How to compute lifetime value for a mobile game

Introduction

As mobile games continue to grow in popularity, it’s becoming increasingly important for developers to understand the concept of lifetime value (LTV) and how to compute it accurately. LTV refers to the total amount of revenue that a user is likely to generate over the course of their relationship with your game.

Method 1: Cohort Analysis

One of the most common methods for calculating LTV is cohort analysis. This involves grouping users based on their behavior, such as when they first installed the game or how often they play.

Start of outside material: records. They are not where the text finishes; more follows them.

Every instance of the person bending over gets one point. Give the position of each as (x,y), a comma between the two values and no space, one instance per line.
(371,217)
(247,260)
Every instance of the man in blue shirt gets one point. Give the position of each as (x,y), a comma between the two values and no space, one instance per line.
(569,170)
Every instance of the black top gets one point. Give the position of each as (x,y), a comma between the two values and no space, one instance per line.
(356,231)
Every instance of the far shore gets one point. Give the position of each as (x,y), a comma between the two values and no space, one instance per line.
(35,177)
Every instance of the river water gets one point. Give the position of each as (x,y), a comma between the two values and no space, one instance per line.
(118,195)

By analyzing the revenue generated by each cohort, developers can estimate the total amount of revenue that each user will generate over time.

Example

Let’s say you have a mobile game with two groups of users: Group A and Group B. Group A consists of casual players who install the game and play it occasionally, while Group B consists of more dedicated players who play the game daily.

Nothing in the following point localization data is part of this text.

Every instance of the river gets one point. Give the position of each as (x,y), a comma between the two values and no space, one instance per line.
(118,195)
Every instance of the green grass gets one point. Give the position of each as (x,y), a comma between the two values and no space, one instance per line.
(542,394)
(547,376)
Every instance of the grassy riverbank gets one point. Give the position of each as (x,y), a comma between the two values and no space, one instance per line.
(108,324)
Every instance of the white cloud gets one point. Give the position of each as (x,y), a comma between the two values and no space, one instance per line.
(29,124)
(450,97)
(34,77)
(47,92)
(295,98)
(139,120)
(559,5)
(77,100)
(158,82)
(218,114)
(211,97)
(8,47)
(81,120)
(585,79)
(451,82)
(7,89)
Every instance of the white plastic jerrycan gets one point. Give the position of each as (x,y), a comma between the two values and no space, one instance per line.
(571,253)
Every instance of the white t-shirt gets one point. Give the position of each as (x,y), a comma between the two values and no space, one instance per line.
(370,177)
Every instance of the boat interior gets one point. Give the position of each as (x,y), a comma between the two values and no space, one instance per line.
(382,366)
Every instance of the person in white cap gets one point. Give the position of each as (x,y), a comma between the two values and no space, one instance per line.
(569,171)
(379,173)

By analyzing the revenue generated by each group, you can estimate the LTV for each user as follows:

Group A LTV (Total revenue from Group A) / (Number of users in Group A) x Average session length x Session frequency

Group B LTV (Total revenue from Group B) / (Number of users in Group B) x Average session length x Session frequency x Retention rate

Method 2: Customer Lifetime Value (CLV) Model

Another way to calculate LTV is by using the customer lifetime value (CLV) model. This involves estimating the total amount of revenue that a user will generate over the course of their relationship with your game, as well as the average amount of time they are likely to spend playing the game each day or week.

Example

Let’s say you have a mobile game with an average session length of 30 minutes and an average retention rate of 90%. By using the CLV model, you can estimate the LTV for each user as follows:

(Average daily revenue) x ((1 – Retention rate) / Retention rate) x Average session length x Session frequency x Customer acquisition cost (CAC)

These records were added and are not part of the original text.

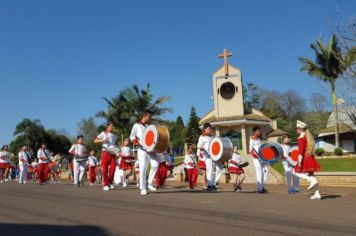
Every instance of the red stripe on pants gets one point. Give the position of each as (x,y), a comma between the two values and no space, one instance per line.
(43,172)
(92,174)
(107,160)
(192,177)
(161,174)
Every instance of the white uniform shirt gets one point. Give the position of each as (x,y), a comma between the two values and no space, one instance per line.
(137,133)
(4,157)
(126,151)
(189,161)
(235,159)
(110,137)
(23,158)
(92,161)
(43,154)
(203,147)
(255,145)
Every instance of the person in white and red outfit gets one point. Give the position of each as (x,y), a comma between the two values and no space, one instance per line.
(236,172)
(307,164)
(126,162)
(24,158)
(161,175)
(80,159)
(44,157)
(5,165)
(260,167)
(205,162)
(108,140)
(190,163)
(92,163)
(145,158)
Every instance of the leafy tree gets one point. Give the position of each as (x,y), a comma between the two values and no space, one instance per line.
(127,107)
(329,65)
(193,130)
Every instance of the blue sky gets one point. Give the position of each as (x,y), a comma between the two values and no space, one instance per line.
(59,58)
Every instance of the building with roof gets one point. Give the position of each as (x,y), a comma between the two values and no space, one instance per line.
(230,117)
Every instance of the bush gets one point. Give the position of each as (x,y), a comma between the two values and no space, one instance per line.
(319,151)
(338,151)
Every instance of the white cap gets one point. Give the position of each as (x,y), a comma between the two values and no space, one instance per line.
(301,124)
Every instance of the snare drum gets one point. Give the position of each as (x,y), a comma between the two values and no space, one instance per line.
(293,156)
(270,153)
(220,149)
(155,138)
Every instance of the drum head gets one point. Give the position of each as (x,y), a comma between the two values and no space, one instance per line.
(270,153)
(150,137)
(292,157)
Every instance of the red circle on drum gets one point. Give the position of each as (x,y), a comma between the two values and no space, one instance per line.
(294,155)
(150,137)
(216,148)
(269,153)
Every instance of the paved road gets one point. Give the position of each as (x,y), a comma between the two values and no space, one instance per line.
(59,209)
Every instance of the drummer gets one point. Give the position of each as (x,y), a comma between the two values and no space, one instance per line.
(107,139)
(205,162)
(143,156)
(288,168)
(236,172)
(260,167)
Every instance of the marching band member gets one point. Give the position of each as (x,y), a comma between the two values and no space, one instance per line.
(143,156)
(125,162)
(205,161)
(236,172)
(161,175)
(107,139)
(24,158)
(4,163)
(288,168)
(80,159)
(44,158)
(137,173)
(260,167)
(190,164)
(307,164)
(92,163)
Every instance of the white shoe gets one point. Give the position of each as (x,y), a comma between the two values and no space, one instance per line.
(152,188)
(313,183)
(316,196)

Method 3: Predictive Analytics

Predictive analytics is another method for calculating LTV that involves using machine learning algorithms to predict how much revenue a user is likely to generate over time. This can be based on a variety of factors, such as the user’s demographics, behavior in the game, and past purchases.

Real-Life Examples

Now that we’ve discussed the different methods for calculating LTV let’s look at some real-life examples to illustrate how they can be used effectively in mobile gaming:

Example 1: Cohort Analysis

Let’s say you have a mobile game with two groups of users: Group A and Group B. Group A consists of casual players who install the game and play it occasionally, while Group B consists of more dedicated players who play the game daily.

By analyzing the revenue generated by each cohort, you can estimate the LTV for each user as follows:

Group A LTV (Total revenue from Group A) / (Number of users in Group A) x Average session length x Session frequency

Group B LTV (Total revenue from Group B) / (Number of users in Group B) x Average session length x Session frequency x Retention rate

Example 2: Customer Lifetime Value (CLV) Model

Let’s say you have a mobile game with an average session length of 30 minutes and an average retention rate of 90%. By using the CLV model, you can estimate the LTV for each user as follows:

Real-Life Examples

(Average daily revenue) x ((1 – Retention rate) / Retention rate) x Average session length x Session frequency x Customer acquisition cost (CAC)

Example 3: Predictive Analytics

Let’s say you have a mobile game with a large number of users who have made in-app purchases. By using predictive analytics, you can estimate the LTV for each user based on their past purchases and behavior in the game, as well as other relevant factors such as age and location.